Why did so many executives and employees of Enron, BP, and subprime lenders pretend that questionable company practices were business as usual? Why do so many pretend not to notice all the signs of a cheating partner? Heffernan (The Naked Truth, 2004) explores all the ways we are hardwired to blind ourselves, at our own peril, to information that disturbs our fixed notions about our lives. She cites examples from popular culture (The Sopranos and Mad Men), history (the Hitler regime), finances (Bernie Madoff), religion (the Catholic Church sex-abuse scandals), and our personal lives (marital infidelity) to describe the breadth and depth of deliberate blindness to misdeeds large and small. She draws from research on brain functioning, sociology, and psychology for instance after instance of how we ignore danger and will ourselves not to know when knowledge would threaten the orderly patterns of our lives. Finally, she examines the social and political implications of our willful blindness and how we can overcome the urge to look the other way.--Bush, Vanessa Copyright 2010 Booklist

From Booklist, Copyright (c) American Library Association.
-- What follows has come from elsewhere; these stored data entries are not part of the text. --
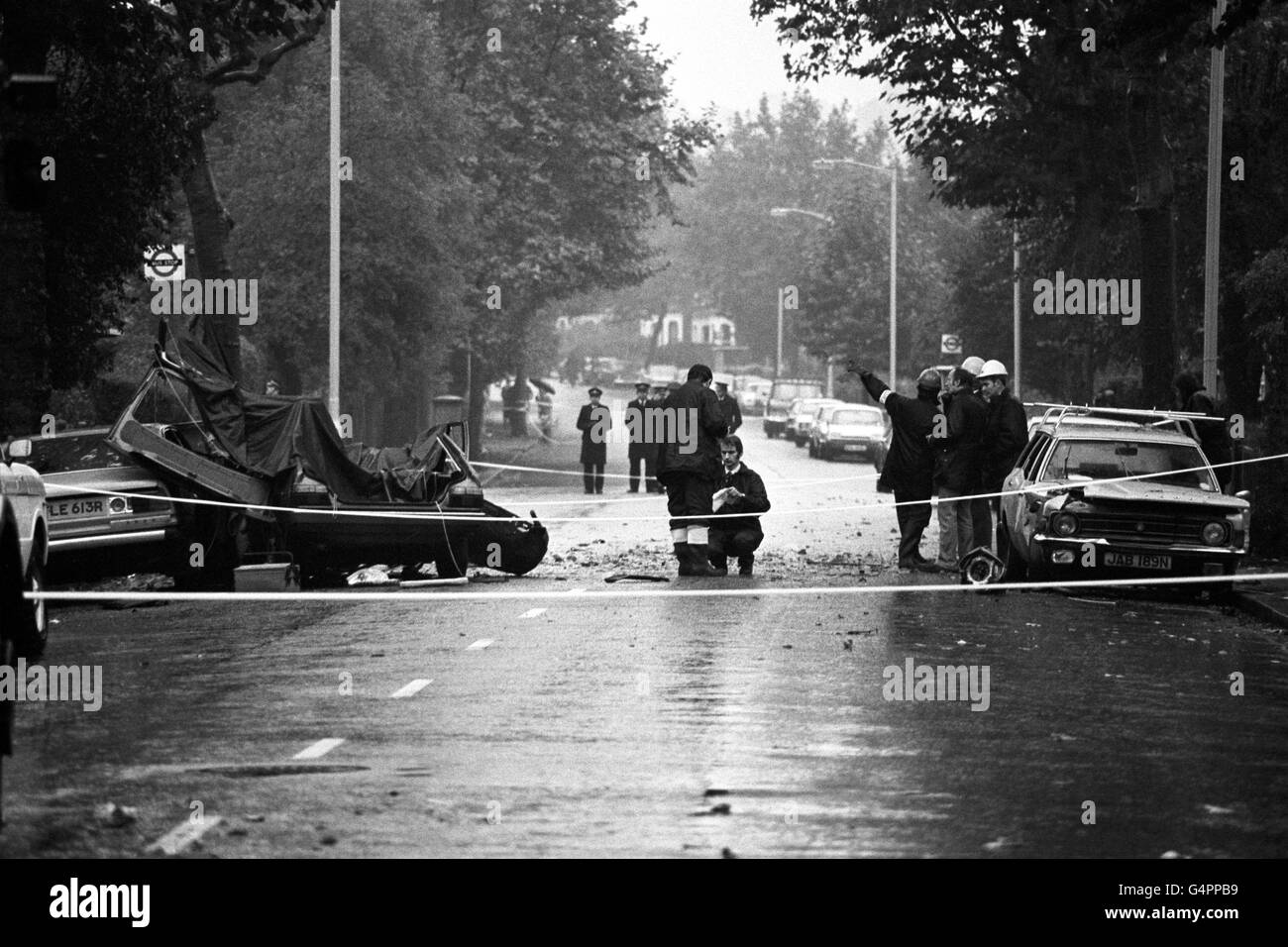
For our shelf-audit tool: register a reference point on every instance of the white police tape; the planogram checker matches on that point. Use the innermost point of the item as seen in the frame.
(707, 591)
(477, 517)
(580, 474)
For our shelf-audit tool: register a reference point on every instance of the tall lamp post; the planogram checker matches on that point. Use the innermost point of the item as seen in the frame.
(894, 240)
(334, 331)
(786, 211)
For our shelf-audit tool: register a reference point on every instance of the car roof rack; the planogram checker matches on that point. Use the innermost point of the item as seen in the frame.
(1181, 421)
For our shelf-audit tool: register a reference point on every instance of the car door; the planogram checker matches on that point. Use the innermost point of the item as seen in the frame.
(1014, 504)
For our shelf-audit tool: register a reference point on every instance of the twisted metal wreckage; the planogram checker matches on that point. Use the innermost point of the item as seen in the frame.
(274, 475)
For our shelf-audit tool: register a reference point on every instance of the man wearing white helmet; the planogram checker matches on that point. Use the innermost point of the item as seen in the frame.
(1005, 432)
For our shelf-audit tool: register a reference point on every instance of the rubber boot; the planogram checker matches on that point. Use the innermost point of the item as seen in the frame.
(700, 565)
(682, 553)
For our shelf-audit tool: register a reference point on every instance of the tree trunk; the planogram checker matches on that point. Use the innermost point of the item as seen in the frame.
(1155, 231)
(210, 228)
(25, 384)
(1157, 329)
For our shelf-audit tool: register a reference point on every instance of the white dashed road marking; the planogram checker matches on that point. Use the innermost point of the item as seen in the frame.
(184, 834)
(412, 688)
(320, 749)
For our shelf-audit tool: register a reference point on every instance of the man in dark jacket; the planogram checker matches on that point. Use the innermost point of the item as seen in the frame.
(688, 467)
(741, 491)
(1214, 438)
(1006, 431)
(958, 445)
(909, 466)
(593, 421)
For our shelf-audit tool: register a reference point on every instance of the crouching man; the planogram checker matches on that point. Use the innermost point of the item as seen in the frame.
(741, 491)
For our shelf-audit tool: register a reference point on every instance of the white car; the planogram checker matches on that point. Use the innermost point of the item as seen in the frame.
(25, 528)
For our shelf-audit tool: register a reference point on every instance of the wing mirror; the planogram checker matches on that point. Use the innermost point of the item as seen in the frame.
(20, 450)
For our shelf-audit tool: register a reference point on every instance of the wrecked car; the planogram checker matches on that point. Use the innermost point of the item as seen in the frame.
(1065, 522)
(91, 532)
(274, 475)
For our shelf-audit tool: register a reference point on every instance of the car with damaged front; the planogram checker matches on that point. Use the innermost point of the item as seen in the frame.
(271, 474)
(1126, 496)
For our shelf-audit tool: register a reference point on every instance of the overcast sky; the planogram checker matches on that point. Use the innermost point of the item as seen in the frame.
(721, 55)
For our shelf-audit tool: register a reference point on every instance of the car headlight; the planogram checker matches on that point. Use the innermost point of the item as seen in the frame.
(1214, 534)
(1064, 525)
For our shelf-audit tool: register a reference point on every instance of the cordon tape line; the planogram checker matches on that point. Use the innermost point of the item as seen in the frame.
(630, 592)
(477, 517)
(580, 474)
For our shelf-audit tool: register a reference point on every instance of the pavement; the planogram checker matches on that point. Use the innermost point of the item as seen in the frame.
(1266, 600)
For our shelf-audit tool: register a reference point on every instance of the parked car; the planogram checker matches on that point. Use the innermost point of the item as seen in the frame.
(1065, 523)
(25, 528)
(849, 431)
(291, 484)
(90, 532)
(781, 397)
(752, 393)
(800, 418)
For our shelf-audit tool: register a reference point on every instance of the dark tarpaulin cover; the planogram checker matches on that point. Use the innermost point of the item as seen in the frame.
(269, 434)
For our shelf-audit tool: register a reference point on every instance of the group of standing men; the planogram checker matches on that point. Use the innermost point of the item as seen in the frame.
(642, 454)
(960, 436)
(700, 474)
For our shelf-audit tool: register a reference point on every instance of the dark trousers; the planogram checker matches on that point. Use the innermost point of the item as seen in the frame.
(651, 483)
(688, 495)
(982, 523)
(741, 543)
(913, 521)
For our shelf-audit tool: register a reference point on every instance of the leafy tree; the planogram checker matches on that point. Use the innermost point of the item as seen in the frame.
(116, 140)
(578, 157)
(1033, 118)
(407, 213)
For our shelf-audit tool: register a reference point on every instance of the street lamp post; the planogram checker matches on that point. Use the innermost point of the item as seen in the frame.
(785, 211)
(894, 243)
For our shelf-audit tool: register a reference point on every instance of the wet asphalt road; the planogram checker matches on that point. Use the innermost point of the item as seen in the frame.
(668, 725)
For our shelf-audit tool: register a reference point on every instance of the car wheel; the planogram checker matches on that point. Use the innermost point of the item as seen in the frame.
(454, 562)
(1014, 569)
(35, 629)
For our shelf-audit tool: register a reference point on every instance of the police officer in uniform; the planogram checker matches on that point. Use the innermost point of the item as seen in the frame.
(593, 421)
(728, 403)
(640, 453)
(910, 466)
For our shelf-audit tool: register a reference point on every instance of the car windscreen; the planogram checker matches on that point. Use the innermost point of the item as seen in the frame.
(855, 416)
(77, 453)
(787, 390)
(1108, 459)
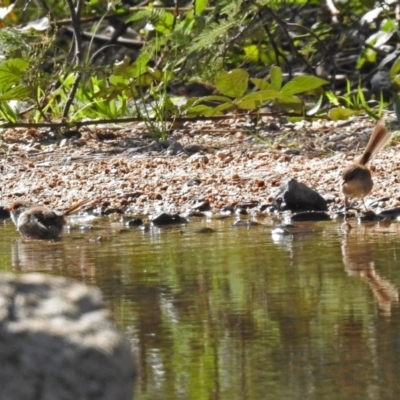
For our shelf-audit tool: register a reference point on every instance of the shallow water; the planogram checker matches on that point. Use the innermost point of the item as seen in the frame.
(240, 313)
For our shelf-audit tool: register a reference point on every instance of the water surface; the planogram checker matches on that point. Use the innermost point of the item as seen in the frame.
(239, 313)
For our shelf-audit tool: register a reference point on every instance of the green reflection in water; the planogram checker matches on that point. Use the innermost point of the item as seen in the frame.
(237, 315)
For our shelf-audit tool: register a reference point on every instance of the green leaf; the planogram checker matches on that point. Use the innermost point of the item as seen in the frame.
(314, 110)
(302, 84)
(220, 99)
(261, 84)
(337, 114)
(233, 83)
(16, 93)
(11, 72)
(252, 53)
(166, 23)
(395, 69)
(141, 14)
(199, 6)
(263, 96)
(276, 77)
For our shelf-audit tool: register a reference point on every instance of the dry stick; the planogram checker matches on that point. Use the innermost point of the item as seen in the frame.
(75, 15)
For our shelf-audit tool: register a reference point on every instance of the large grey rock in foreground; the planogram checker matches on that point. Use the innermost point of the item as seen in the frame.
(57, 342)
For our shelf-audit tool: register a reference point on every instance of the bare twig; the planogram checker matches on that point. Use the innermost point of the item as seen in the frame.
(75, 15)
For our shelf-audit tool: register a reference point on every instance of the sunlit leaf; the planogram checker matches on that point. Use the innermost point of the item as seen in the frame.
(395, 68)
(16, 93)
(302, 84)
(41, 24)
(276, 77)
(166, 23)
(261, 84)
(11, 72)
(233, 83)
(252, 53)
(396, 105)
(337, 114)
(314, 110)
(199, 6)
(219, 99)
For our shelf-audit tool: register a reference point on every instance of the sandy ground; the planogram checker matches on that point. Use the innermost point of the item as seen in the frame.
(225, 163)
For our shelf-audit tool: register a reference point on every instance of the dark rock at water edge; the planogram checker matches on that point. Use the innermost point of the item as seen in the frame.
(168, 219)
(57, 342)
(391, 213)
(310, 216)
(4, 214)
(134, 222)
(296, 196)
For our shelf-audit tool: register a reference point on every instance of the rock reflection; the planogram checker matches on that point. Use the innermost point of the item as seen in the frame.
(53, 257)
(359, 260)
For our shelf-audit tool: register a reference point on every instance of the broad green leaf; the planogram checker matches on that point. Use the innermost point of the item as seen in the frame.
(233, 83)
(263, 95)
(7, 112)
(261, 84)
(395, 68)
(276, 77)
(11, 72)
(141, 14)
(291, 103)
(16, 93)
(332, 98)
(302, 84)
(166, 23)
(200, 109)
(220, 99)
(41, 24)
(370, 55)
(199, 6)
(339, 113)
(252, 53)
(314, 110)
(379, 38)
(389, 25)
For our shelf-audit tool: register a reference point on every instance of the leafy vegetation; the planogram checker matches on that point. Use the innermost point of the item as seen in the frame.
(79, 61)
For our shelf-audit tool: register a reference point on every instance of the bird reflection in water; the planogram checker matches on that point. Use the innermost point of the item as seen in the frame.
(359, 260)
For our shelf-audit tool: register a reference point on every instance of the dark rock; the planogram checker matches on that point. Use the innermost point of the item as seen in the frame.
(109, 211)
(193, 182)
(57, 342)
(4, 214)
(205, 230)
(296, 196)
(194, 213)
(168, 219)
(192, 148)
(369, 216)
(71, 135)
(201, 206)
(134, 222)
(310, 216)
(240, 211)
(175, 148)
(246, 223)
(392, 213)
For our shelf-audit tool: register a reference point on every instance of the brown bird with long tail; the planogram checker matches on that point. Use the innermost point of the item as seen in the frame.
(357, 178)
(38, 222)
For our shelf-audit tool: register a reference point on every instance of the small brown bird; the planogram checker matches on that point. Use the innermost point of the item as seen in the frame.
(357, 179)
(38, 222)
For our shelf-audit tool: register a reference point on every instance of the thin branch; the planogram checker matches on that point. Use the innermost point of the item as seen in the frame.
(75, 15)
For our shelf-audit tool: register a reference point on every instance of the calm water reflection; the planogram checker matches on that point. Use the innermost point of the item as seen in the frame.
(239, 314)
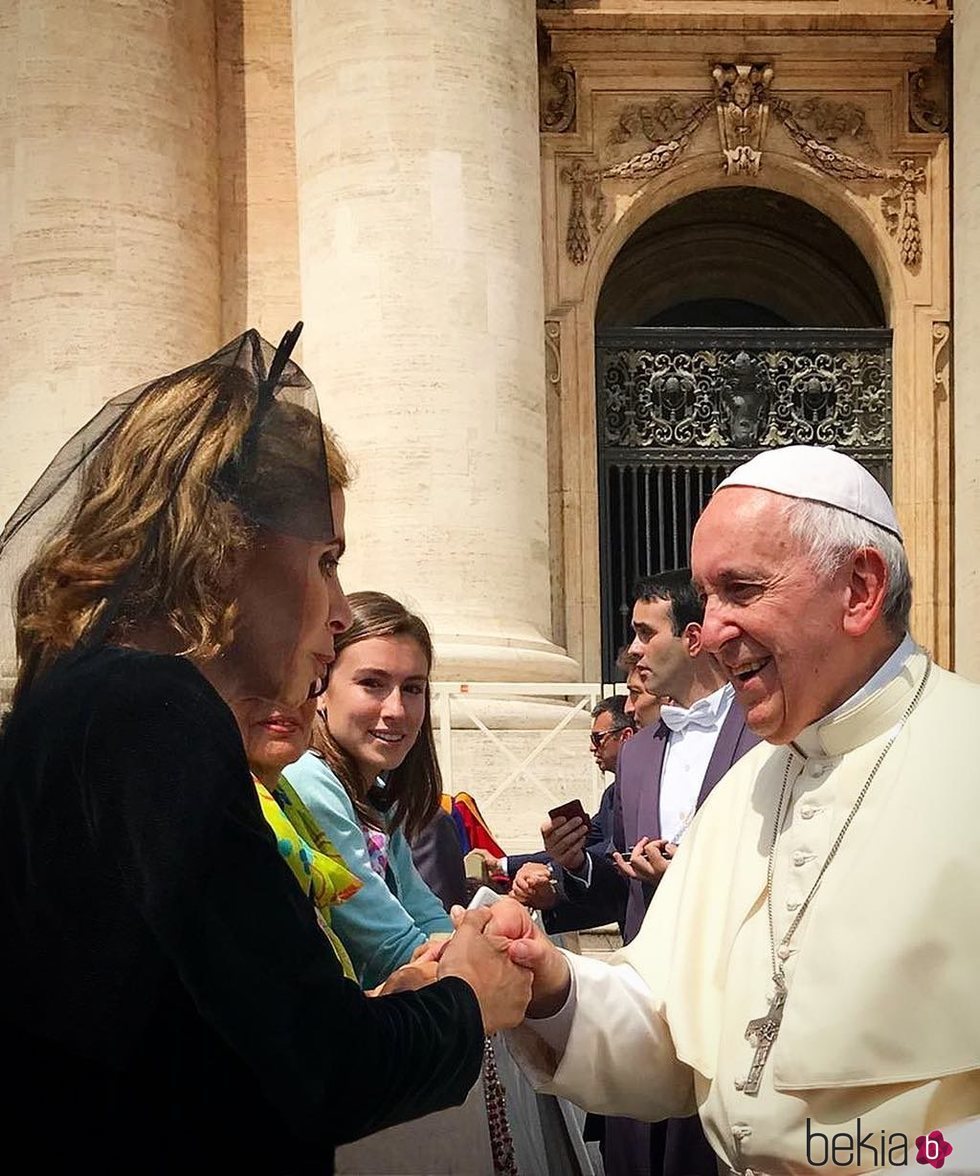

Used with permission.
Review by Publisher's Weekly Review

A thoughtful and entertaining treatise on the seductiveness-and consequences-of ignoring what's right in front of our eyes, from former CEO and author Heffernan (The Naked Truth). We frequently ignore painful or frightening truths, subconsciously believing that denial can protect us, she argues, but our delusions make us ever more vulnerable, and whatever suffering we choose to ignore continues unabated. The author draws examples from the private-Bernie Madoff's family's blindness to his Ponzi scheme; a woman who married an alcoholic; another unable to see that her husband is sexually abusing her daughter-to the public: Alan Greenspan ignoring the housing bubble, a soldier working for Hitler. She gives us an insightful look into the psychology of denial and makes an ethical and pragmatic argument for engagement rather than deflection. Heffernan's cogent, riveting look at how we behave at our worst encourages us to strive for our best. (Mar.) (c) Copyright PWxyz, LLC. All rights reserved.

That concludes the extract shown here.